The Hacker News post titled "Discovering errors in Donald Knuth's TAOCP" (linking to an article on glthr.com) has generated several comments discussing the process of finding and reporting errors in Knuth's seminal work, The Art of Computer Programming (TAOCP).
Several commenters express admiration for Knuth's dedication to accuracy and his reward system for finding errors. They highlight the meticulous nature of his work and the challenge involved in identifying even minor inaccuracies. One commenter mentions the existence of a website dedicated to cataloging errata in TAOCP, emphasizing the ongoing community effort to refine and perfect the books.
Some comments delve into the specific types of errors found, noting that they are often subtle and don't detract significantly from the overall value of the work. One commenter points out the distinction between typographical errors and more substantive errors in algorithms or analysis. The discussion touches on the concept of "check digits" within TAOCP, suggesting that even these safeguards are not foolproof.
The reward offered by Knuth for finding errors is also a topic of conversation. Commenters discuss the symbolic value of the reward checks, more than their monetary worth, viewing them as a unique collectible. The system itself is praised as a clever way to incentivize careful reading and contribute to the ongoing improvement of the books.

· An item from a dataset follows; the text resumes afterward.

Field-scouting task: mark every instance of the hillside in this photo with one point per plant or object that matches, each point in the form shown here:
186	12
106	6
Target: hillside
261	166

A few comments express surprise at the number of errors still being found, given the work's reputation for rigor. However, others counter that the complexity and depth of TAOCP make some errors inevitable, and the ongoing errata process is a testament to Knuth's commitment to continuous improvement. One commenter points out the difficulty of maintaining perfection in such a comprehensive and technically demanding work.
The overall sentiment in the comments is one of respect for Knuth's work and the community effort involved in maintaining its accuracy. The discussion highlights the importance of meticulous attention to detail in computer science and the value of collaborative error correction in advancing the field.